Italy celebrates Carnevale with a huge winter festival marked by parades, masquerade balls, entertainment, music and parties. Children throw confetti at each other or coriandoli and sometimes flour and raw eggs. Mischief and pranks are common during this festival, hence the saying “A Carnevale ogni scherzo vale” (At Carnevale every prank is allowed).
Carnevale was first celebrated in Venice in 1094 and later spread throughout the various regions in Italy and all over Europe. Carnevale has roots in pagan festivals and traditions and it was adapted to fit into the Catholic rituals. Although Carnevale is actually one day, which is Martedi Grasso or Mardi Gras or Shrove Tuesday, the celebrations and parties all over Italy may begin a couple of weeks earlier.

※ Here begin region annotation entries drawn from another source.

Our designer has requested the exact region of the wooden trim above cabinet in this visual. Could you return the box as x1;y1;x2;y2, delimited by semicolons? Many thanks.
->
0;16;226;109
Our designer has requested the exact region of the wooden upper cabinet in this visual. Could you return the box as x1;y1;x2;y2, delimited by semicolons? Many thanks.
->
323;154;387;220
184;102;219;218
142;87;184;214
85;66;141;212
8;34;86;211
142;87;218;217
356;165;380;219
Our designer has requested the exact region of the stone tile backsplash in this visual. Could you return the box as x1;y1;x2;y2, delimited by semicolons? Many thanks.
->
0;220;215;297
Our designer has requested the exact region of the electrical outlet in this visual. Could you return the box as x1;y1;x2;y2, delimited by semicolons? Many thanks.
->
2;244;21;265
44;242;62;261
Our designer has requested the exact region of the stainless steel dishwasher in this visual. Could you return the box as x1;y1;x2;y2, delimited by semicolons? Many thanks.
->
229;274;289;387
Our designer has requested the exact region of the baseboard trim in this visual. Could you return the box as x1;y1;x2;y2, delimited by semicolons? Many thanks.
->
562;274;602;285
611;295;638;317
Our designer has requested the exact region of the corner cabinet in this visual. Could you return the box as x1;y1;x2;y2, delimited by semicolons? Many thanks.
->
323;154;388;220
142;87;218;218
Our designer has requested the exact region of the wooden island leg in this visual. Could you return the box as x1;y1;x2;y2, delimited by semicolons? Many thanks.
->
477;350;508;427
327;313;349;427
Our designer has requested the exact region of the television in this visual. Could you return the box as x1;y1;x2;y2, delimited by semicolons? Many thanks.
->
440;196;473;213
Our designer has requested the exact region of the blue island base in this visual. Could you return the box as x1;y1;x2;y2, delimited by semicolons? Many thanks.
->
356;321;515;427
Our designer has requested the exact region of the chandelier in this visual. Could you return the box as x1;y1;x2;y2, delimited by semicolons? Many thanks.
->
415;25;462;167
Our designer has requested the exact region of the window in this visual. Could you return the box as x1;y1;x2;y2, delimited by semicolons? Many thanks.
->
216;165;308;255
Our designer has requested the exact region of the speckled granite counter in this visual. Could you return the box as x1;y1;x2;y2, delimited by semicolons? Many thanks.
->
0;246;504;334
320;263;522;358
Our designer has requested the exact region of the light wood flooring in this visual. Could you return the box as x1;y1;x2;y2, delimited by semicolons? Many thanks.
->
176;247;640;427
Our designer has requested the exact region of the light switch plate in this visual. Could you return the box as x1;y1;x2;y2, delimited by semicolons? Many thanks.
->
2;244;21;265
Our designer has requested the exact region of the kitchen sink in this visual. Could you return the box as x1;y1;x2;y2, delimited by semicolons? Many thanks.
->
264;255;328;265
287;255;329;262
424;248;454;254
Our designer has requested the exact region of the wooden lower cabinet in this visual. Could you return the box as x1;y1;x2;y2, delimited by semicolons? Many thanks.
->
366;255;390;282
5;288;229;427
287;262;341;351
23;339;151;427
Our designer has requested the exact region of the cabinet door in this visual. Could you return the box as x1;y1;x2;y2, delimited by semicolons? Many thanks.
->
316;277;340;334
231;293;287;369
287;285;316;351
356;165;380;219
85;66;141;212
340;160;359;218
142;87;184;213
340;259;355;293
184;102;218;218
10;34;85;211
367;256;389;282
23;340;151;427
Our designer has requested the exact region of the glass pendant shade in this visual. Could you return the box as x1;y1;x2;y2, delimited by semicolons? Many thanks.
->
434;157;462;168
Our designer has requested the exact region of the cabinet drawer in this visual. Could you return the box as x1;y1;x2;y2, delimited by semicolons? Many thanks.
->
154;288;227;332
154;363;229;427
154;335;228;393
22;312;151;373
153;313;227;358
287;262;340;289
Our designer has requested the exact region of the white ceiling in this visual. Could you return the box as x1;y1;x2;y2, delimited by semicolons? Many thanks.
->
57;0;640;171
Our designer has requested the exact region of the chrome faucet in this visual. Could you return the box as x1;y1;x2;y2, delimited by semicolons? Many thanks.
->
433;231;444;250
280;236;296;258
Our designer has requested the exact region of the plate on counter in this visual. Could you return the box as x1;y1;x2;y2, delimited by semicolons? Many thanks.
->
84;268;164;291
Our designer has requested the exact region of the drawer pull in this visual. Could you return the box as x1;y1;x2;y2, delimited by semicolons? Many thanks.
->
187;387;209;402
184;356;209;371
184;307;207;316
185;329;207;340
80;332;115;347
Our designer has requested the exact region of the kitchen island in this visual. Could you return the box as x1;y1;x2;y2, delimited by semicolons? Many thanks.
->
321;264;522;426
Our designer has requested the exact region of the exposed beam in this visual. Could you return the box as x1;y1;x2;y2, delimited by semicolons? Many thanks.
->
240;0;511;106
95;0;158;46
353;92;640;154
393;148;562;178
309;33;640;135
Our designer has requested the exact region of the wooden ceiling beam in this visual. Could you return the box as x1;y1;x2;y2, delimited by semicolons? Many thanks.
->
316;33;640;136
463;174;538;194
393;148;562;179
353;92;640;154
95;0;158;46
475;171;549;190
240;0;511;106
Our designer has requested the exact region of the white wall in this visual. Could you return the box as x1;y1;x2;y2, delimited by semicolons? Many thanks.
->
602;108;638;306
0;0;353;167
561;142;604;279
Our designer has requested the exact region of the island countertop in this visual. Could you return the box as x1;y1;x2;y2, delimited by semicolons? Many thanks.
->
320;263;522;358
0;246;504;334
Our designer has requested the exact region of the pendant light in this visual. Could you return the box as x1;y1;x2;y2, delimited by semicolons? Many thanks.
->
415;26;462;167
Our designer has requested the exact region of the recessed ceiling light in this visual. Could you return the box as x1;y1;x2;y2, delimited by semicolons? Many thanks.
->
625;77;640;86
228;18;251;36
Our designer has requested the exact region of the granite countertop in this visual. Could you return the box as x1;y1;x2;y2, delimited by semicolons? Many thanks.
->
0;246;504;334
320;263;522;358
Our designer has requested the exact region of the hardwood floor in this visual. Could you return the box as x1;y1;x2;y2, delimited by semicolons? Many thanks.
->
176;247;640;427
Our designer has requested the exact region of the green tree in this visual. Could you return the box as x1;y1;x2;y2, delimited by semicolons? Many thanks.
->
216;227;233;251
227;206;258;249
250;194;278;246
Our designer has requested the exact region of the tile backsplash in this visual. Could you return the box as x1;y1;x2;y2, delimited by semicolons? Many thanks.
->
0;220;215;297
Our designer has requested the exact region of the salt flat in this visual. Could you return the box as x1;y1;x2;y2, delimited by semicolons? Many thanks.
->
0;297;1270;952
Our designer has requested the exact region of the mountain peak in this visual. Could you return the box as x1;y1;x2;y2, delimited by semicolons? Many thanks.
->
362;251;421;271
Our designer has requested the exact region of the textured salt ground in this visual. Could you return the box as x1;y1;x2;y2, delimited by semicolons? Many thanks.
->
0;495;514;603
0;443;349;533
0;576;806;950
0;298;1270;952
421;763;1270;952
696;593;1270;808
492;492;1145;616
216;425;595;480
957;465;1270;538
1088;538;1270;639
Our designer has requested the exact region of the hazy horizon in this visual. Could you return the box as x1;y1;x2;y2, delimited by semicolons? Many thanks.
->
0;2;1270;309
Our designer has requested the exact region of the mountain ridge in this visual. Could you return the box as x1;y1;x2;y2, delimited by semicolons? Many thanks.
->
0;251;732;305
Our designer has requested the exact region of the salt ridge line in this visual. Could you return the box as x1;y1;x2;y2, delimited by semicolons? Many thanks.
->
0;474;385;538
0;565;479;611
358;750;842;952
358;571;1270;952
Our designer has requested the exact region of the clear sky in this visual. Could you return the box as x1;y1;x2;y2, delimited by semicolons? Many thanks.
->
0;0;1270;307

Masks or maschere, and costumes or costumi are an important part of Carnevale and they became a key feature of Carnevale during the Renaissance. The masquerade balls were introduced by Pope Paul II in the 15th century and gained approval especially thanks to the popularity of the characters of the Commedia dell’Arte. These characters are at the origin of many of the most popular Italian masks of Carnevale, like Arlecchino, Pantalone and Pulcinella. These traditional masks brought on stage human stereotyped characteristics like greed, vanity and cunning.
The etymology or derivation of the word Carnevale has been the subject of discussions but the majority of experts agree that Carnevale is an Italian word derived from the Latin carnem (meat) and levare (remove). Traditionally, Carnevale was the last day where it was allowed to eat meat and other animal products like butter and eggs. The following day is Ash Wednesday which is the beginning of Lent; the period of 40 days before Easter during which no meat was eaten.
Carnevale is celebrated all over Italy in the various regions, but the most famous is in Venice, which holds the biggest and most elaborate festival. Events and entertainment are held nightly throughout Venice with people in costumes around the city. The main events are in Piazza San Marco. There are masquerade balls, parades on the Canal Grande (Grand Canal), a special Carnevale for children and fireworks. This year Carnevale or Martedì Grasso will be on March 5.
In Viareggio on the Tuscany coast, there is one of the biggest Carnevale celebrations. It is known for its giant allegorical paper maché (carta pesta) floats.